Noch weiß man nicht viel über die Hintergründe der Tat. Aber alles weist auf einen gezielten Anschlag des organisierten Verbrechens hin.
In der Lange Leidsedwarsstraat in Amsterdam versammelten sich am Donnerstag spontan Dutzende Menschen an der Stelle, wo der mutmaßliche Täter am 6. Juli fünf Mal auf de Vries geschossen hatte. Er war gerade aus einem TV-Studio gekommen. Hunderte Blumensträuße, Briefe und Kerzen liegen an der Stelle. Die Menschen sind still, traurig.
Viele sahen in Peter R. de Vries den Kämpfer für Gerechtigkeit, unbeugsam gegen die Kriminalität. Ministerpräsident Mark Rutte äußerte sich tief bestürzt. Justizminister Ferd Grapperhaus rühmte seine Bedeutung für den Rechtsstaat. Peter R., wie viele ihn kurz nannten, hatte ein Lebensmotto: «Auf Knien kann man nicht frei leben.» Das hatte er sich auch auf sein Bein tätowieren lassen.
Nicht beugen, nicht locker lassen. Seit Jahren schon war er im Fadenkreuz des Verbrechens. Doch er hatte Personenschutz abgelehnt. «Das gehört zum Berufsrisiko», sagte er.
Zum Verhängnis wurde ihm wahrscheinlich seine letzte Rolle. Er war Vertrauensperson des Kronzeugen Nabil B. in einem großen Prozess gegen eine berüchtigte Drogenbande. Auch der Bruder des Kronzeugen und sein Verteidiger waren ermordet worden.

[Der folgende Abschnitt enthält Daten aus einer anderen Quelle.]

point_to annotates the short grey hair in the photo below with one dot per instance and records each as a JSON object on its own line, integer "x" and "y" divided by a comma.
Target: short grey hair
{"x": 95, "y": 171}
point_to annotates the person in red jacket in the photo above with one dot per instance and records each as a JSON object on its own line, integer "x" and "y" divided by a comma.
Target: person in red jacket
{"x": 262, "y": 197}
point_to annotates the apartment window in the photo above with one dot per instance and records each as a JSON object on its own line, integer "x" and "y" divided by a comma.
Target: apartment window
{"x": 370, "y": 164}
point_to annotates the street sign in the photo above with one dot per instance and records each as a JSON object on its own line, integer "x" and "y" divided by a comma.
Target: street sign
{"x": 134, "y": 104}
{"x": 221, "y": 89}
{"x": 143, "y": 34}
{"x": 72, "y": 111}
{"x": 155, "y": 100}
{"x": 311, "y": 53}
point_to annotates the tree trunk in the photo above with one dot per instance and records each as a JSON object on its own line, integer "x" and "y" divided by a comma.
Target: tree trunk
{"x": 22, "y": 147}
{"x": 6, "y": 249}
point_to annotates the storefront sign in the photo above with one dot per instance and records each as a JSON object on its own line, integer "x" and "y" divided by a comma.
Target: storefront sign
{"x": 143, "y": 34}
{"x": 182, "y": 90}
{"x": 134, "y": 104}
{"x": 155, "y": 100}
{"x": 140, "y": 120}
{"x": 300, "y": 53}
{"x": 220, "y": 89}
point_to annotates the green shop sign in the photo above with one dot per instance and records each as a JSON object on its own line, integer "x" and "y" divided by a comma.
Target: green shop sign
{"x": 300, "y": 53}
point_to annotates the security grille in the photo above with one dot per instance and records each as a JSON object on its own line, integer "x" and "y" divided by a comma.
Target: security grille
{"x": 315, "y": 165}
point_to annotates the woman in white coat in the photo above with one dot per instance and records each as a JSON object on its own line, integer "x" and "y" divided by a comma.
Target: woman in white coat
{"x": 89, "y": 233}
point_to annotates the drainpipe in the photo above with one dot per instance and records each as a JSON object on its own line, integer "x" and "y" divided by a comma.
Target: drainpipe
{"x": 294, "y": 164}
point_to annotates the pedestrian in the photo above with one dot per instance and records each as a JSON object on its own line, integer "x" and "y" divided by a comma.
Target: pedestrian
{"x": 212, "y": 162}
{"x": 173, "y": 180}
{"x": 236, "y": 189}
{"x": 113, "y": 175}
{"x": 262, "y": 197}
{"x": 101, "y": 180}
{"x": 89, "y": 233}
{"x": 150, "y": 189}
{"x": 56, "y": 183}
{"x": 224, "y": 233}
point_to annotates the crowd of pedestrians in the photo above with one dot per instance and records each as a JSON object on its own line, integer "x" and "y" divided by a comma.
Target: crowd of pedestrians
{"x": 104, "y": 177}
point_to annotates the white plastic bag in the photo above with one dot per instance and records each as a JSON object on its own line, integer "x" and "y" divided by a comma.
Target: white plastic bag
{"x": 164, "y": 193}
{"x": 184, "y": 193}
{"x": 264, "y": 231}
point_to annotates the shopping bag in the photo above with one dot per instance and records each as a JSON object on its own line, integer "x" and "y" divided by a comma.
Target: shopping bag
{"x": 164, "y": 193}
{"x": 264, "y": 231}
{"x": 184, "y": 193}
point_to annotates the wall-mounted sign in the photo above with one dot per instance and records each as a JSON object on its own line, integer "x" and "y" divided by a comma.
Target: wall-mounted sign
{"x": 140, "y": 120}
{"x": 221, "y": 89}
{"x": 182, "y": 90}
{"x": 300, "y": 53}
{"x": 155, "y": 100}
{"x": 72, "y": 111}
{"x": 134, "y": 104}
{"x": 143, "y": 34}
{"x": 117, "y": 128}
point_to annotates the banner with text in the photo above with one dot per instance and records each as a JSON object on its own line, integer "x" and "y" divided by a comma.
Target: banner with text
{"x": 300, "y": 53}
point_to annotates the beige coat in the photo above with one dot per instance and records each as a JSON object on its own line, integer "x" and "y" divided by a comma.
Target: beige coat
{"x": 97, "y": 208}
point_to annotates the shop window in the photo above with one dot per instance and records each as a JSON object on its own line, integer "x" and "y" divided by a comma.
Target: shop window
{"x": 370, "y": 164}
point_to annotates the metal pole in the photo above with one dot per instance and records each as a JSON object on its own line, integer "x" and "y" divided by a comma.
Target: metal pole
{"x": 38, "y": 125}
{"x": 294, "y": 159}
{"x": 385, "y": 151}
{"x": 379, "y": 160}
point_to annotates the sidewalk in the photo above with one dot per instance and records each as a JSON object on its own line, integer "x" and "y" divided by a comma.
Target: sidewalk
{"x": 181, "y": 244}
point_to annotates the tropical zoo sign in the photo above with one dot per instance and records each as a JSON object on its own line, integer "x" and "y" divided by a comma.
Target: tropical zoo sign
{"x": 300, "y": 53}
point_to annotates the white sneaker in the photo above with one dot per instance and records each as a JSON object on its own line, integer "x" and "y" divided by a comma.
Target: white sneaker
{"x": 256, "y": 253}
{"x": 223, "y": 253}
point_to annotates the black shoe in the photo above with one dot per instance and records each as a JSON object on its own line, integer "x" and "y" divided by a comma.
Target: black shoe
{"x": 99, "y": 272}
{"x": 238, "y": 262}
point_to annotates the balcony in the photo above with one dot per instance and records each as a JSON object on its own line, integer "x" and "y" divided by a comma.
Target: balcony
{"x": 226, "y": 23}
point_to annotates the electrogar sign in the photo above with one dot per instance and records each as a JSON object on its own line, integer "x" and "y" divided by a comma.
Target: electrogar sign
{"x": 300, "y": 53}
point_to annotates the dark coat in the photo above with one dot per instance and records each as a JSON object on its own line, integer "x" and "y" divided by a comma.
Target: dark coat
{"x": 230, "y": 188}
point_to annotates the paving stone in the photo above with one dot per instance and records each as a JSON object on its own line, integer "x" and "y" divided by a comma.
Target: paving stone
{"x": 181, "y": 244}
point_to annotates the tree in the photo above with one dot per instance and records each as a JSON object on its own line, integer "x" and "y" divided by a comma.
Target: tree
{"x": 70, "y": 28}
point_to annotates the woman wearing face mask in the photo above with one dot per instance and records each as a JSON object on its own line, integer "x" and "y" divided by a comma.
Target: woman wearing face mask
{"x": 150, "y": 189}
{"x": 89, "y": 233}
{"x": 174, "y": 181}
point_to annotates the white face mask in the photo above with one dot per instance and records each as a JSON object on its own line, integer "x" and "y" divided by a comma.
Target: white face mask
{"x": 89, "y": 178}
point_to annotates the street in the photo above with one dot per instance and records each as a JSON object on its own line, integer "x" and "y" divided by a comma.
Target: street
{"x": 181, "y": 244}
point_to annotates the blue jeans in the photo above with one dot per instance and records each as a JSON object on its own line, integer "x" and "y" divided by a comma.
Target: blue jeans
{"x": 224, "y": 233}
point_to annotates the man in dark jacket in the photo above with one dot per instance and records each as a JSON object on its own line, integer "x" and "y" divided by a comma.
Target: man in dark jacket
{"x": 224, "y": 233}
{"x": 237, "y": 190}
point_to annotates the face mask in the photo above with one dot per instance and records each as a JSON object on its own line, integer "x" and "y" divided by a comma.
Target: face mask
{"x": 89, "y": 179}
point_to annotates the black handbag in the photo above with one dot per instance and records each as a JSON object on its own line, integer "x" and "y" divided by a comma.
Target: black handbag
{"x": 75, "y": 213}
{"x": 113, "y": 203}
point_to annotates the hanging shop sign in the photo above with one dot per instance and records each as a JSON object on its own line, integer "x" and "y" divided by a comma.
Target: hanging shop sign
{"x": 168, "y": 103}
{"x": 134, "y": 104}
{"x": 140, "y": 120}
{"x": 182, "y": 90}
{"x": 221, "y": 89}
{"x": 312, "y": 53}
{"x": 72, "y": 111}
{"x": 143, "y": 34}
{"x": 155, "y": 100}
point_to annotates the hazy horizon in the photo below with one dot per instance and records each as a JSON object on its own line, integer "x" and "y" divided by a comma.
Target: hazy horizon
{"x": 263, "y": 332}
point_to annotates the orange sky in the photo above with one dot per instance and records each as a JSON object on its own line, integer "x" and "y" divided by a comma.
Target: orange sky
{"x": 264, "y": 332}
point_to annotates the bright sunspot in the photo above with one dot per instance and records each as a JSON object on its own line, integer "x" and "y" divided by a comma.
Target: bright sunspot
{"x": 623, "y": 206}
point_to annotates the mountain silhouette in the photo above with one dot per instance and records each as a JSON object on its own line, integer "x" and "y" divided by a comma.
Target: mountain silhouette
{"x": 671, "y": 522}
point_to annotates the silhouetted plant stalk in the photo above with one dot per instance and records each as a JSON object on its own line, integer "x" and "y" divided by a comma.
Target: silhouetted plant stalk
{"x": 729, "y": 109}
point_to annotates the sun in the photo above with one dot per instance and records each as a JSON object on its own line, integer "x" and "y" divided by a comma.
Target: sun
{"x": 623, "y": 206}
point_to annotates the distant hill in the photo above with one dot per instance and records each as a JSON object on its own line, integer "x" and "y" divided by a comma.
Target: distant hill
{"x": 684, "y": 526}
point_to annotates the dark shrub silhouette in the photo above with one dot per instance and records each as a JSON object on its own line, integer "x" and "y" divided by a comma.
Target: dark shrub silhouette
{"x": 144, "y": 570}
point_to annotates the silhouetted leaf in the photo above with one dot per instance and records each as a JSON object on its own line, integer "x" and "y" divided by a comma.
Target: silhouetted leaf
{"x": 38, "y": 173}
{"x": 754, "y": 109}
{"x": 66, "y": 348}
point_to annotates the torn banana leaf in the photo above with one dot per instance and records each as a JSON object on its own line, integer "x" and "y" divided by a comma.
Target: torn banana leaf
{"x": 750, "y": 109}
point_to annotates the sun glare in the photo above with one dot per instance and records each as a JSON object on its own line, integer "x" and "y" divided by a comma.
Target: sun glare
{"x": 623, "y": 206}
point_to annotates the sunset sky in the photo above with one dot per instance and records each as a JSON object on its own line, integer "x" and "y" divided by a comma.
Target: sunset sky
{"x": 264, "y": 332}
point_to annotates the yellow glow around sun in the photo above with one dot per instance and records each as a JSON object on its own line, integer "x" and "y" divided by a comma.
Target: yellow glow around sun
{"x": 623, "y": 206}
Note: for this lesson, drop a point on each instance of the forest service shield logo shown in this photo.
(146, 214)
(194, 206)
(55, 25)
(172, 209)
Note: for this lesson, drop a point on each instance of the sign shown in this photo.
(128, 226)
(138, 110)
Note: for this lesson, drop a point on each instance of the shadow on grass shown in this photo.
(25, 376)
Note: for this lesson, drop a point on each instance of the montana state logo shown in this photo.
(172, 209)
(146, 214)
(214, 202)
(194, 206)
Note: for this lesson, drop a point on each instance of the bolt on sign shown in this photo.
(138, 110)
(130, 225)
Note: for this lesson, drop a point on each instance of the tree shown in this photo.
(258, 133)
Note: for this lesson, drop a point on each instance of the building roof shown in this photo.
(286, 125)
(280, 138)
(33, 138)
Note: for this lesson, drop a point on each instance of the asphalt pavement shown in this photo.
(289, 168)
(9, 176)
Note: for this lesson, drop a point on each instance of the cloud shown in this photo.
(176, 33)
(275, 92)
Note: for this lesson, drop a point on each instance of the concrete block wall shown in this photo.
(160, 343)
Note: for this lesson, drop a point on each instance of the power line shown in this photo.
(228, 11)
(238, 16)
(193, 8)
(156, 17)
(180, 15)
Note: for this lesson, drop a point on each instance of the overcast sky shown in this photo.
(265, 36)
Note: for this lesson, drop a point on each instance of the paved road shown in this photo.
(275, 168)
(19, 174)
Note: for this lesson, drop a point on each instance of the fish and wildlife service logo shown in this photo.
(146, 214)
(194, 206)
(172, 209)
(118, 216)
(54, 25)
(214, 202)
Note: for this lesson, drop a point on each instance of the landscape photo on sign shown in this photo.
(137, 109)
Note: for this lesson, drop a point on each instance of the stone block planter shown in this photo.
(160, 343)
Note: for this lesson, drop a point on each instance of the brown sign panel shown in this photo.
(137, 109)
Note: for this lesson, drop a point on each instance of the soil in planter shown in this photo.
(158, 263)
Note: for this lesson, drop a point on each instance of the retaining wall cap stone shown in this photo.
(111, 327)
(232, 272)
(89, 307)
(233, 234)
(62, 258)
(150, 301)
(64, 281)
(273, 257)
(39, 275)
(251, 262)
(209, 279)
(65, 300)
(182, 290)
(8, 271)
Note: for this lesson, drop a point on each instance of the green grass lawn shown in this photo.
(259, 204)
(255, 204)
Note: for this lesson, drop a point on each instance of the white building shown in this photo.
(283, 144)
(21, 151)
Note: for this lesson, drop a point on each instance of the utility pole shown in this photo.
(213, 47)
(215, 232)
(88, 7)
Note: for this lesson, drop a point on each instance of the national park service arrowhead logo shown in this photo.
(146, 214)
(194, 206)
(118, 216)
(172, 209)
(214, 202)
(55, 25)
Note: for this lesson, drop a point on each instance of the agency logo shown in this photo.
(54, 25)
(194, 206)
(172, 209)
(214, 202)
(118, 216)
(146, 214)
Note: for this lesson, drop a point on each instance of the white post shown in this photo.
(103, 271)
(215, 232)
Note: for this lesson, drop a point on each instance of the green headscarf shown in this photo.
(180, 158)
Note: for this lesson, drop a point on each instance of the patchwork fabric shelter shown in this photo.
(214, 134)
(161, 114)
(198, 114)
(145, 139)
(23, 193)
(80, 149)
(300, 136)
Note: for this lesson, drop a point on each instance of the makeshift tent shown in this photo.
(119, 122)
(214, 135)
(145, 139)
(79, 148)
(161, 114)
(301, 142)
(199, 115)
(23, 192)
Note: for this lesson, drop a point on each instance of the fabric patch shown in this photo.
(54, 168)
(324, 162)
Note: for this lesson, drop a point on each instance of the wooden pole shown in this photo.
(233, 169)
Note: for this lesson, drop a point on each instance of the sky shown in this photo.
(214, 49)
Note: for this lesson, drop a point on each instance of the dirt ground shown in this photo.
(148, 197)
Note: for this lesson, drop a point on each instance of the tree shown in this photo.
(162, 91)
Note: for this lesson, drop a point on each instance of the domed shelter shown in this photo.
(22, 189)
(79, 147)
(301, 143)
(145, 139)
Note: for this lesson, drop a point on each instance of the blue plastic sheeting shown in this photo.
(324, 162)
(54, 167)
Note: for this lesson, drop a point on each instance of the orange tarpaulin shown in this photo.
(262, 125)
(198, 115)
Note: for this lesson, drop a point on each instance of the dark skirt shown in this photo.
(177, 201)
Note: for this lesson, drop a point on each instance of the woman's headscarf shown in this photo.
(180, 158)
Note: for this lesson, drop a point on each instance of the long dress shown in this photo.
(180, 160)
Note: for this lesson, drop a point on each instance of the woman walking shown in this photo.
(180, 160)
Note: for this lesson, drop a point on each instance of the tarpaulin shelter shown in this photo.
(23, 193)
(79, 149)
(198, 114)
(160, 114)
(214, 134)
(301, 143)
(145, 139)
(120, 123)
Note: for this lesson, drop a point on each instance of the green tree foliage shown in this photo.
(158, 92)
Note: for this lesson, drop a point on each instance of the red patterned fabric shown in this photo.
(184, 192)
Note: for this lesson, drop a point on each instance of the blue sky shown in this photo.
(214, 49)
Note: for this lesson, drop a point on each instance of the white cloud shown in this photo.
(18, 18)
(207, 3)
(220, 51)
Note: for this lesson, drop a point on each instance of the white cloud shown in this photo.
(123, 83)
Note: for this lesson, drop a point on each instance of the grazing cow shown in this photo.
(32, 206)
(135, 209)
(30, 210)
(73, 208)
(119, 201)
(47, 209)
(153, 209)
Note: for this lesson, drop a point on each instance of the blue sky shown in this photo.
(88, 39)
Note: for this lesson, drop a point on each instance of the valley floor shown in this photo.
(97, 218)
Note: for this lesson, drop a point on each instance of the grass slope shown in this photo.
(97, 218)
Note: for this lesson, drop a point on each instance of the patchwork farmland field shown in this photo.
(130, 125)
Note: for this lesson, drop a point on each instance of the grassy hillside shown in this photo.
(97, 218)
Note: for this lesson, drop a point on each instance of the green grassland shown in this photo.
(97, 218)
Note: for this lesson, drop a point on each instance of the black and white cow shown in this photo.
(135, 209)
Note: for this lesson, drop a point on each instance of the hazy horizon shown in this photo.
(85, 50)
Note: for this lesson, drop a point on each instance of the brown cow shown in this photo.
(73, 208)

Der Anschlag war für viele ein Signal des organisierten Verbrechens an alle: Wir lassen nicht mit uns spaßen. Die Unterwelt schlug zu, wo es ihr passte – beim Vergnügungsviertel der Hauptstadt, zwischen Terrassen und Spaziergängern. Das TV-Programm, in dem de Vries regelmäßig aufgetreten war, wurde nach schweren Bedrohungen drei Tage lang nicht ausgestrahlt. Inzwischen wird es aus einem schwer bewachten Studio im Mediapark in Hilversum gesendet.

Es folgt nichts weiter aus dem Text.